Besu­cher / feste Kon­takt­per­so­nen müs­sen sich einem kur­zen medi­zi­ni­schen Check unter­zie­hen.

Besu­cher / feste Kon­takt­per­so­nen dür­fen nicht län­ger als eine Stun­de blei­ben.

Besu­che sind am Kli­ni­kum und an der Kli­nik Hohe War­te von 11 bis 17 Uhr mög­lich. Auch an Wochen­en­den und Fei­er­ta­gen – und nur inner­halb die­ses Zeit­raums.

Wie es kon­kret abläuft:

„Wir hat­ten nicht viel Zeit, um die Maß­ga­be der Staats­re­gie­rung umzu­set­zen“, sagt Pres­se­spre­cher Frank Schmälz­le, der mit sei­nem Team und in enger Abspra­che mit der Ärzt­li­chen Direk­ti­on, der Geschäfts­füh­rung und der Kran­ken­haus­hy­gie­ne die neu­en Zugangs­re­ge­lun­gen für die Kli­ni­kum Bay­reuth GmbH umge­setzt hat. „Des­halb haben wir eine schnel­le Lösung für das bevor­ste­hen­de Wochen­en­de gefun­den. Und eine wei­te­re, die ab näch­ster Woche für einen hof­fent­lich noch rei­bungs­lo­se­ren Ablauf sorgt.“

Jetzt am Wochen­en­de wer­den Besuchs­be­rech­ti­gun­gen für feste Kon­takt­per­so­nen direkt an den bei­den Haupt­ein­gän­gen am Kli­ni­kum und an der Hohen War­te aus­ge­stellt. Dies kann War­te­zei­ten bedin­gen. Ab näch­ster Woche wer­den die Besuchs­be­rech­ti­gun­gen, die 14 Tage lang gül­tig sind, anhand der Anga­ben der Pati­en­ten bei der Auf­nah­me bereits vor­be­rei­tet und lie­gen an den Haupt­ein­gän­gen zur Abho­lung bereit. Die Besuchs­be­rech­ti­gung ist nicht über­trag­bar und nur in Kom­bi­na­ti­on mit dem Per­so­nal­aus­weis des Besu­chers gül­tig. Der Per­so­nal­aus­weis wird wäh­rend des Besuchs ein­be­hal­ten. „Er dient als Pfand und die­ses System hat unse­rer Mei­nung nach noch einen wei­te­ren erheb­li­chen Vor­teil“, sagt Schmälz­le. „Denn wir wol­len und müs­sen sicher­stel­len, dass die Ober­gren­ze bei den Besu­cher­zah­len nicht über­schrit­ten wird und die War­te­zei­ten nach Mög­lich­keit im Rah­men blei­ben.“

Die Idee ist ein­fach.
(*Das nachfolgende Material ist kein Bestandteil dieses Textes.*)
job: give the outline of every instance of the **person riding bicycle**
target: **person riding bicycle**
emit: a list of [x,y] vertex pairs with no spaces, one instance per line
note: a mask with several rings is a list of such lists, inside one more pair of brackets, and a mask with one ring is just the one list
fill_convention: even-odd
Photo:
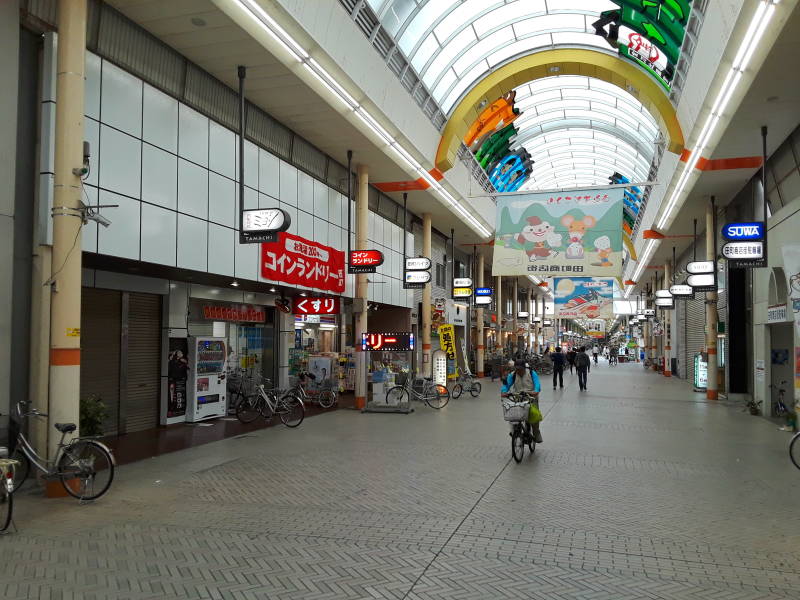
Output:
[[[539,408],[539,392],[542,391],[539,375],[528,367],[528,363],[523,360],[514,362],[514,370],[509,373],[503,381],[503,388],[500,396],[505,398],[508,394],[526,393],[533,396],[532,403]],[[542,443],[542,432],[539,423],[533,426],[533,439],[537,444]]]

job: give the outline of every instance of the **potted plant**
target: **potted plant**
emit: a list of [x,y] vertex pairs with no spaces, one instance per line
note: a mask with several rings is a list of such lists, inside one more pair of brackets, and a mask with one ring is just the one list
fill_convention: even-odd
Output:
[[97,394],[81,398],[80,434],[84,437],[103,435],[103,421],[106,419],[106,404]]

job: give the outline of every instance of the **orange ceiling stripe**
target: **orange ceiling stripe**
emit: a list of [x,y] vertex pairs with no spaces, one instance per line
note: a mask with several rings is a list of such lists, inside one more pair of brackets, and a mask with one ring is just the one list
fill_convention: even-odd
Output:
[[[688,162],[692,156],[691,150],[684,148],[681,153],[681,162]],[[696,169],[701,171],[729,171],[731,169],[758,169],[764,164],[761,156],[740,156],[738,158],[703,158],[697,161]]]

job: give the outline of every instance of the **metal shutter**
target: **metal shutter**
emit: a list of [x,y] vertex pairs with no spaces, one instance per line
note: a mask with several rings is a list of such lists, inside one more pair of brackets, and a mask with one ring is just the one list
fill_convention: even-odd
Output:
[[105,435],[118,433],[121,312],[120,292],[83,288],[81,398],[96,394],[105,402]]
[[158,424],[161,375],[161,296],[131,292],[128,299],[125,433]]

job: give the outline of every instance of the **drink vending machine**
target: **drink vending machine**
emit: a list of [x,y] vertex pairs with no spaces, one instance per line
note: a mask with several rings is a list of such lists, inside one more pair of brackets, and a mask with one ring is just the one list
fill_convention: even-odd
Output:
[[189,337],[189,402],[186,420],[196,423],[226,414],[225,338]]

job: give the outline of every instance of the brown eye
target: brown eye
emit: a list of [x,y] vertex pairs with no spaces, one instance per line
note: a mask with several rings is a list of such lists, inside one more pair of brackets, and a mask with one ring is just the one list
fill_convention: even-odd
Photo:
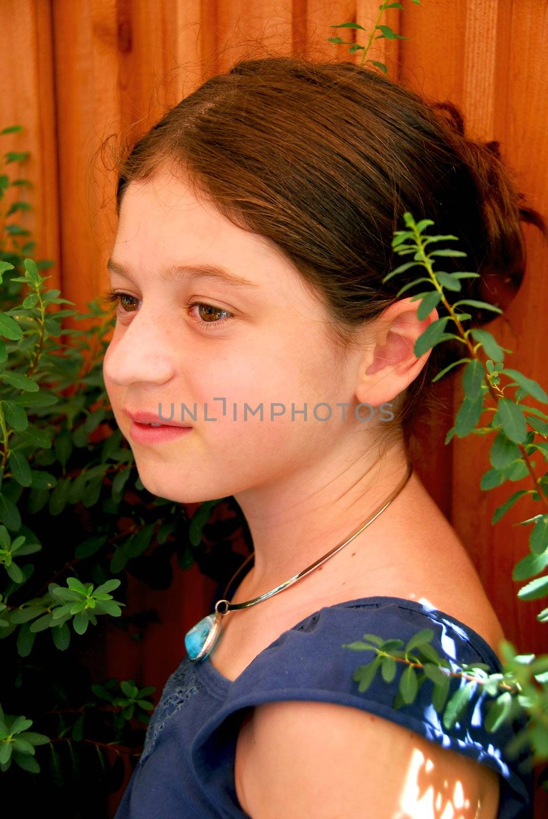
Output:
[[198,303],[197,306],[198,308],[198,315],[202,320],[205,320],[206,324],[214,324],[215,321],[220,320],[220,314],[229,313],[228,310],[222,310],[220,307],[214,307],[213,305]]
[[[136,307],[135,304],[131,304],[131,302],[136,302],[138,300],[134,298],[133,296],[129,296],[127,293],[118,293],[118,297],[120,298],[120,306],[125,313],[133,313]],[[128,303],[128,301],[129,303]]]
Wer geht, wird sei­nen Aus­weis nicht lie­gen las­sen, son­dern ihn abho­len und sich damit abmel­den. „Damit haben wir nicht nur eine belast­ba­re Anga­be über Besu­cher, die kom­men, son­dern auch über die, die gehen“, sagt Schmälz­le. „Und damit wis­sen wir auch zu jeder Zeit, wie vie­le wei­te­re Besu­cher die jewei­li­ge Betriebs­stät­te betre­ten kön­nen, ohne die Ober­gren­ze zu rei­ßen.“

Dass es zu War­te­zei­ten kom­men kann, ist nicht zu ver­mei­den. „Aber weil wir jeder­zeit wis­sen, wie vie­le Kon­takt­per­so­nen vor Ort sind, ver­öf­fent­li­chen wir die­se Infor­ma­ti­on in nahe­zu Echt­zeit auf unse­rer Inter­net-Sei­te www​.kli​ni​kum​-bay​reuth​.de“, sagt Schmälz­le. Dies soll ein Anhalts­punkt bei der Fra­ge sein, ob die Zeit für einen Besuch gera­de im Augen­blick gün­stig ist.